MMLU-Pro — Professional knowledge across 14 domains. Tasks cover CS theory (CRDTs, design patterns), software engineering, and architecture decision-making.

Scoring

A task passes if the LLM’s output contains the expected pattern (case-insensitive regex).
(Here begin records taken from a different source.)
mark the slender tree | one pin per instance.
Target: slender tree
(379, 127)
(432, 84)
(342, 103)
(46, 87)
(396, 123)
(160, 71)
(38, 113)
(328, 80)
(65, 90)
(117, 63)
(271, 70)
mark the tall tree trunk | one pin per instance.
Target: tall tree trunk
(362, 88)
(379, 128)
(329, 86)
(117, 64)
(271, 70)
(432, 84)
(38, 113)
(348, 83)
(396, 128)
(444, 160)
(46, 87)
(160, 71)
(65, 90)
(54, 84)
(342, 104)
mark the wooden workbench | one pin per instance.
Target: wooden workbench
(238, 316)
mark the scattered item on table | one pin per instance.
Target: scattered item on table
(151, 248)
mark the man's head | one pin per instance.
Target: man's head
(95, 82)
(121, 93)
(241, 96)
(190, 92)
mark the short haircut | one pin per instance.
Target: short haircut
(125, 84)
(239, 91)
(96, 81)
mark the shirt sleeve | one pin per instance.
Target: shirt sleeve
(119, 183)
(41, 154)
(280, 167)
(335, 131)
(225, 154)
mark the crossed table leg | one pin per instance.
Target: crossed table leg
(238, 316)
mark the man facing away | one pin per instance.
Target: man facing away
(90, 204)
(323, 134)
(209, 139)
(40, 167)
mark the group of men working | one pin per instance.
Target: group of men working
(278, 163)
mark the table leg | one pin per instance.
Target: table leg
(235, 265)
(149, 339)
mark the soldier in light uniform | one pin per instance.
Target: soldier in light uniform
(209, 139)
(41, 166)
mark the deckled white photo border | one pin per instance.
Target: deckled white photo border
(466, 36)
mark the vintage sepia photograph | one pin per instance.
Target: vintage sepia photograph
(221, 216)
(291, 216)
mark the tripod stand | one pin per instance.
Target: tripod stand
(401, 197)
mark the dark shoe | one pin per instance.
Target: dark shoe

Patterns are crafted to require substantive, correct answers — they cannot be satisfied by generic responses:

SQL injection fix expected: "parameteriz|prepared|placeholder|$1|?"
CRDT design expected: "CRDT|vector.?clock|logical.?time|merge|commutative|converge"

Running Benchmarks

# Run with Anthropic (recommended for real-world results)
cd packages/benchmarks
bun run src/run.ts --provider anthropic --output report.json

# Run with a specific model
bun run src/run.ts --provider anthropic --model claude-opus-4-5 --output report.json

# Run only trivial + simple tiers (quick sanity check)
bun run src/run.ts --provider anthropic --tier trivial,simple

# OpenAI
bun run src/run.ts --provider openai --model gpt-4o --output report.json

# Gemini
bun run src/run.ts --provider gemini --model gemini-2.0-flash --output report.json

CLI Options

Flag	Description	Default
`--provider`	LLM provider (`anthropic`, `openai`, `gemini`, `ollama`, `litellm`)	`test`
`--model`	Model name (uses provider default if omitted)	Provider default
`--tier`	Comma-separated tier filter	All tiers
`--output`	Path to save JSON report	(none)

Provider Defaults

Provider	Default Model	Rationale
`anthropic`	`claude-haiku-4-5`	Fast, cost-efficient, strong reasoning
`openai`	`gpt-4o-mini`	Cost-efficient with strong benchmark performance
`gemini`	`gemini-2.0-flash`	Fast inference, competitive pricing
`ollama`	`llama3.2`	Local inference, no API cost

Updating the Displayed Results

To regenerate the benchmark data shown on this page using the Anthropic provider:

cd packages/benchmarks
bun run src/run.ts --provider anthropic --output ../../apps/docs/src/data/benchmark-report.json

The page renders dynamically from the JSON report at build time — no manual table updates needed.